Recent Court Decision: CIR v. Fortune Trust Limited [2025] HKCFI 432
In a landmark decision handed down on 15 March 2025, the Court of First Instance upheld the IRD’s denial of deductions for contributions made to a trust that was registered as an ORS but whose trust deed permitted the employer to direct the trustee to invest in the employer’s own shares. The court held that this arrangement violated the “independence of the trustee” requirement under Section 7(1)(a) of ORSO, and the contributions were therefore not deductible under Section 16(1)(d). This decision reinforces the need for a genuinely independent trustee—typically a licensed trust company under the Trustee Ordinance (Cap. 29)—and prohibits the use of a “directed trustee” structure where the employer retains investment control.
Actionable Takeaways for Trustees and Advisors
- Review existing trust deeds for the three mandatory clauses (irrevocability, anti-alienation, funding ratio) by 31 March 2026 to qualify for the enhanced 25% deduction for the 2025-2026 year of assessment.

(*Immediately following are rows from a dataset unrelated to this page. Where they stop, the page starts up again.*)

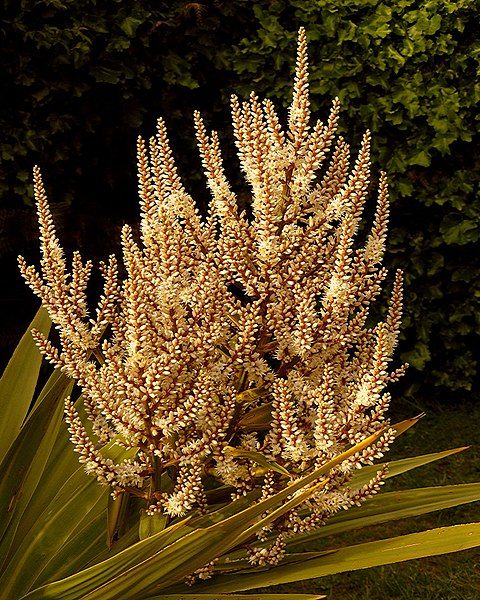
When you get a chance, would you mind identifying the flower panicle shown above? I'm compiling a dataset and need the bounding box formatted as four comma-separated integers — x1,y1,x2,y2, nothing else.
19,29,406,577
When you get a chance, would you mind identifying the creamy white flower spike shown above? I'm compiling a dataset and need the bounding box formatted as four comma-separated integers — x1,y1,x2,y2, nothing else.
19,29,405,578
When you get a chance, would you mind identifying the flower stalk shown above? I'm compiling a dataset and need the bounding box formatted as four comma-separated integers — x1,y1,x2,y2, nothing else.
19,29,405,578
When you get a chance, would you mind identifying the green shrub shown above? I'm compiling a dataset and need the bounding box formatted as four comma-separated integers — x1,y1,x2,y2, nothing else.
0,0,480,398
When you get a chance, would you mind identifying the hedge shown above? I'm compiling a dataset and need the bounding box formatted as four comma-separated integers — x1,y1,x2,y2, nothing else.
0,0,480,398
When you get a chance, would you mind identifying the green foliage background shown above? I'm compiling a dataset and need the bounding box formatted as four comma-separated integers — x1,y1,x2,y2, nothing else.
0,0,480,399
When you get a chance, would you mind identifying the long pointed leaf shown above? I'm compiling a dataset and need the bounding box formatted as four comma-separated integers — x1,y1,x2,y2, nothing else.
0,372,72,557
197,523,480,593
20,431,383,600
0,307,51,461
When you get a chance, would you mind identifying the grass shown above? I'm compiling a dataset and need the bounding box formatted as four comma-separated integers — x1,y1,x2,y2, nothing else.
262,404,480,600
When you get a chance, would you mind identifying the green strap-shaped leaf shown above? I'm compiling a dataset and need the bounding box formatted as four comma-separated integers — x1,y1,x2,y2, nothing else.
287,483,480,548
225,446,291,478
0,446,133,598
222,483,480,569
147,592,326,600
349,446,468,489
0,307,51,461
0,371,72,559
193,523,480,593
19,431,383,600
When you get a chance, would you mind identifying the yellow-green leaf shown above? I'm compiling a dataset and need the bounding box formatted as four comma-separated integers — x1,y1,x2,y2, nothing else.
198,523,480,593
225,446,291,478
0,372,72,559
138,509,168,540
0,307,51,461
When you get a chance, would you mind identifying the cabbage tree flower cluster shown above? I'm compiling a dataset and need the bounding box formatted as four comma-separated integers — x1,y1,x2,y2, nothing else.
19,29,405,576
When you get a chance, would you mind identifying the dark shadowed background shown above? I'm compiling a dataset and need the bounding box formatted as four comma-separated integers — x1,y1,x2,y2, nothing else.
0,0,480,406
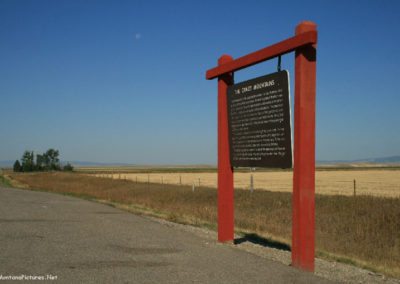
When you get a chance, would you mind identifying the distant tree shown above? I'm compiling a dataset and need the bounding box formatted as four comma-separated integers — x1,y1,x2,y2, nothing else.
21,151,35,172
35,154,44,171
43,149,61,171
63,163,74,172
13,160,22,172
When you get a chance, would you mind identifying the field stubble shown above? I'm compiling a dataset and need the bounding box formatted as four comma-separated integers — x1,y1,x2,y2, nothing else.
7,173,400,277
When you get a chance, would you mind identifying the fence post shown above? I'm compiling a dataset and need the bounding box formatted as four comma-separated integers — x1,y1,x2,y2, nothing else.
292,22,317,271
353,179,356,197
250,174,254,193
218,55,234,242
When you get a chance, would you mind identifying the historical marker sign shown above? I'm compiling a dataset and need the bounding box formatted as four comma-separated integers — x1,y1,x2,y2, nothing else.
227,71,293,168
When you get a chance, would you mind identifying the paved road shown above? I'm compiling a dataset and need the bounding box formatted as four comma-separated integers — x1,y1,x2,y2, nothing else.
0,188,330,283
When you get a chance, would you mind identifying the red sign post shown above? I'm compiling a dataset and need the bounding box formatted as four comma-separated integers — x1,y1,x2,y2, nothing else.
206,22,317,271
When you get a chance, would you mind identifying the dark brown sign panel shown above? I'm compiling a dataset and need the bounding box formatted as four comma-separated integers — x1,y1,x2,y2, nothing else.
227,71,293,168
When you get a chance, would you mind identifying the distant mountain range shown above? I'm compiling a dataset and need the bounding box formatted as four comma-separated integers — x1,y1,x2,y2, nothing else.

- For cross-border groups, obtain a certificate of residence (Form IR1313A) for the Hong Kong employer before claiming the deduction for contributions on behalf of PRC-resident employees, to avoid double taxation and PRC IIT exposure.

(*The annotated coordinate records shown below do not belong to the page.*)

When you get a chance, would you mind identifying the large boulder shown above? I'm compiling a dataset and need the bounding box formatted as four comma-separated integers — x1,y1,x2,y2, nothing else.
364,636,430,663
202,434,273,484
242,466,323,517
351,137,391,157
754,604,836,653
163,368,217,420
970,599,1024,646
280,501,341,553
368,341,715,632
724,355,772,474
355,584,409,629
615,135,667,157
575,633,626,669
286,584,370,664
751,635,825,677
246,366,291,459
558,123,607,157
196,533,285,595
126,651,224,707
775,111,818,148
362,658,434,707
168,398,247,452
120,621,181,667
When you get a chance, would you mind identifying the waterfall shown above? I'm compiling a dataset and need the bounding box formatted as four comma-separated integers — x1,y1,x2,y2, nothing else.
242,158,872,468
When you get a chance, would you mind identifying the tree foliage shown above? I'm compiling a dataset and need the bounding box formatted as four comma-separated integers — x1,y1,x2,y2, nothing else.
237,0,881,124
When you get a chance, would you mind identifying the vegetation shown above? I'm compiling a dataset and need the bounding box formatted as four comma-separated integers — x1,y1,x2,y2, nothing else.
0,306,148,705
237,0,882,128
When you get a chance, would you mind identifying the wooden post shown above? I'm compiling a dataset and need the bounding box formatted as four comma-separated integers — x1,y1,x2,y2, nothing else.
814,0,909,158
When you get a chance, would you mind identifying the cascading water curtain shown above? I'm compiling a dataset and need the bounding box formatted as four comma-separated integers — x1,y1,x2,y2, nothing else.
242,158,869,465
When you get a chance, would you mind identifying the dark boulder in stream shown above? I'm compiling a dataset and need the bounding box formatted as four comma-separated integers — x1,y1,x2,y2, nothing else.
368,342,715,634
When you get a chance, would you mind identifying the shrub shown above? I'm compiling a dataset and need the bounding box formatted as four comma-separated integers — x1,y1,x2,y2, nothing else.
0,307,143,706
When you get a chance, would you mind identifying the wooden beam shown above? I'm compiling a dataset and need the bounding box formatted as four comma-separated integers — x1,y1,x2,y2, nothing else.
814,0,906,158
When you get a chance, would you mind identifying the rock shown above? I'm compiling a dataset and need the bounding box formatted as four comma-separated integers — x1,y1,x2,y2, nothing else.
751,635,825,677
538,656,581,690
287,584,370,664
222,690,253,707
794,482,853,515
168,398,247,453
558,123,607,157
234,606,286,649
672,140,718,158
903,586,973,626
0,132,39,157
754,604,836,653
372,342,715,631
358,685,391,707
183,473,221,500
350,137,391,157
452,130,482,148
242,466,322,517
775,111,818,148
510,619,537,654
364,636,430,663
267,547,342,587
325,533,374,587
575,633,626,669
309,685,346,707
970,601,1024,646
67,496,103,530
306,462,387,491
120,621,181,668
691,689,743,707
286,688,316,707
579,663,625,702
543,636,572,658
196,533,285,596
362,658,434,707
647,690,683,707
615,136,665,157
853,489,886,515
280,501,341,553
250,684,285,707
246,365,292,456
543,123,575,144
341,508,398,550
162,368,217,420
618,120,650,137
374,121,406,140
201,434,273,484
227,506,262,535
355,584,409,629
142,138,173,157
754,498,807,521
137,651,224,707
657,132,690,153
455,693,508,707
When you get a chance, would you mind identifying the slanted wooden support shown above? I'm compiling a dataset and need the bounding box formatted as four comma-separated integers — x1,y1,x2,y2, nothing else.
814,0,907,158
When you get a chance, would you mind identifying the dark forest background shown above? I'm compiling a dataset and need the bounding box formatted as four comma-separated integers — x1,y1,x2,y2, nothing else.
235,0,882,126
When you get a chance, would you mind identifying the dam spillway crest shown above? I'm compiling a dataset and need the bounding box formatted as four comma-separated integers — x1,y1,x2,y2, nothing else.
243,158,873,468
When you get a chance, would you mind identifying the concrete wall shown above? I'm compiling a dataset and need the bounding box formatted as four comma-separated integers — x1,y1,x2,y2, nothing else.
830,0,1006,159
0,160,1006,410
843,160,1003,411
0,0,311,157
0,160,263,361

- Ensure the trust’s actuarial certificate for defined benefit schemes is updated annually and does not show a funding ratio exceeding 125%, as the IRD has confirmed it will audit all defined benefit ORS trusts in the 2025-2026 filing cycle.
- Avoid back-to-back lending arrangements between the employer and the trust; if a loan is necessary, structure it at arm’s length with a written loan agreement and interest at the Hong Kong prime rate plus 200 bps, as per the IRD’s safe harbour in DIPN No. 56.
- Engage a Hong Kong-licensed trust company as the sole trustee, not a BVI or Cayman entity with a Hong Kong co-trustee, to comply with the “independence of the trustee” requirement affirmed in CIR v. Fortune Trust Limited [2025] HKCFI 432.